Apple India soon sent out emails observing that it could have made mistakes and that “detecting such attacks relies on threat intelligence signals that are often imperfect and incomplete.”
But that appears to be the end of the concessions being made by Apple India. And Apple, for its part, flew an outside rep to India to meet with the government in an effort to disabuse it of its (clearly false) notions that Apple hacking warnings are generally just the result of incompetence by Apple’s security team.

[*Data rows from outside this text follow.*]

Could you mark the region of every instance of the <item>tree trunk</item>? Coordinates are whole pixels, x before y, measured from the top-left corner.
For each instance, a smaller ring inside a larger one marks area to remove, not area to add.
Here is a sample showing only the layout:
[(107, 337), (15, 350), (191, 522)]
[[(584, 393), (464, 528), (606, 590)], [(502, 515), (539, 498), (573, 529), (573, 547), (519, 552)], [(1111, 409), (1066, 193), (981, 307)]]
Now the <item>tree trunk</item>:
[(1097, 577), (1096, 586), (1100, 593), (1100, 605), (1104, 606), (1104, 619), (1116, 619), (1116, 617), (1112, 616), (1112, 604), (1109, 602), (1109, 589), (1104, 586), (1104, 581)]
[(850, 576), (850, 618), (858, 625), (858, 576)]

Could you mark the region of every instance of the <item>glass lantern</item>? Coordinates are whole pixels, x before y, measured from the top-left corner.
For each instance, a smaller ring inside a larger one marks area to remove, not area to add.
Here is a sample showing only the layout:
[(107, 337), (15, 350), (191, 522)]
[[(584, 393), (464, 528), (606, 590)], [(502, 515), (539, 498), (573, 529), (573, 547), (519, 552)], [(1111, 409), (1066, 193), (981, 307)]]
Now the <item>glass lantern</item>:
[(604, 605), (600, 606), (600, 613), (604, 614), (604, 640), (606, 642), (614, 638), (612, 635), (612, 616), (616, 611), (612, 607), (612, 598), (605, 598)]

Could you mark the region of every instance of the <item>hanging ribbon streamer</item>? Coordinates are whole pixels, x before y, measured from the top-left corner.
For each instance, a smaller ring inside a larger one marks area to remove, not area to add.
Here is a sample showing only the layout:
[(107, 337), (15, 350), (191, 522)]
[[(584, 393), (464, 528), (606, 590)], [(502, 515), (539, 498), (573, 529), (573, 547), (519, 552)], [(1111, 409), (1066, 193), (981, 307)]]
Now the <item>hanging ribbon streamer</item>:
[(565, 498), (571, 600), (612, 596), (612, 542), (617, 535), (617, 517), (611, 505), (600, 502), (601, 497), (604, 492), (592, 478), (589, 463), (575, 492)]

For now, it appears the Modi administration believes it has won this match. Pressure to alter notifications has eased a bit as the government’s narrative is continually pushed by politicians who insist the notices were nothing but mistakes or, as one legislator put it, “fake” (as in news). The Indian government can try to enjoy this non-victory, but it’s still losing the long game. India’s citizens already know they can’t trust this government. This is just more evidence indicating the distrust is genuine and earned.